Provenance of lunar regolith components: Redistribution of material by craters from the heavy bombardment period through the Copernican era

Over the last ∼4.5Gyr, repeated impacts into the lunar surface have lead to the fragmentation of the crust and continual communition of larger fragments. This continuing process has created a layer of fine-grained rock, mineral, and glass fragments known as the regolith across the entire lunar surface. During the first ∼600Gyr 43 large impact basins, all larger than 300km in diameter, formed. The formation of these large craters is predicted to have redistributed material across the entire lunar surface and created a large scale reworked zone known as the megaregolith. This redistributed material is found uniformly everywhere on the Moon. Because several large basins are found in close proximity on the nearside, there is a concentration of basin ejecta on the nearside relative to the farside. The differences in basin modification histories between the nearside and farside is likely responsible for observed geochemical terranes. The farside received relatively little basin material that allowed the composition of the surface to largely unmodified. Alternately, the nearside was significantly modified by basins, which likely created a geochemical terrane largely representative of material derived from basins.
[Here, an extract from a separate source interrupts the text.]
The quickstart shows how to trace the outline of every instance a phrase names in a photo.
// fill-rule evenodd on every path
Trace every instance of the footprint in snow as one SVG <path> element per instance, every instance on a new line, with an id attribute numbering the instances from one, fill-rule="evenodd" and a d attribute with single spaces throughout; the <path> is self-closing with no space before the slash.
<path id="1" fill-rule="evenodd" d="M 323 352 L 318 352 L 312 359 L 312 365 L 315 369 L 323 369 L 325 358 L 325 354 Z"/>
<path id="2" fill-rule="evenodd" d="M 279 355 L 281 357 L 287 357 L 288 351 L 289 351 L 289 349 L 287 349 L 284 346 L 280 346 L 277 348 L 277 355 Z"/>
One nearside basin in particular, Imbrium, distributed large amounts of material across the entire Moon. Imbrium ejecta are enriched in Thorium, which allows the distribution of its ejecta to be measured remotely. Ejecta from Imbrium are predicted to cover most highland surfaces, however the distribution of such material is not symmetric around the basin. Following the formation Imbrium, cratering continued on a much smaller scale. In the last ∼3.85Gyr, 411 craters larger than {dollar}30km in diameter have formed. The formation of these smaller craters, like the formation of basins except on a much smaller scale, distributed material across the entire lunar surface. This distribution of crater material, like basins, is non-uniform and is predicted to result in various locations on the Moon having differing amounts of material derived from greater than 50km in the regolith. Such material is predicted to represent less than 50% of the regolith over most of the Moon. The remaining portion of the regolith is predicted to contain both basin and locally derived material.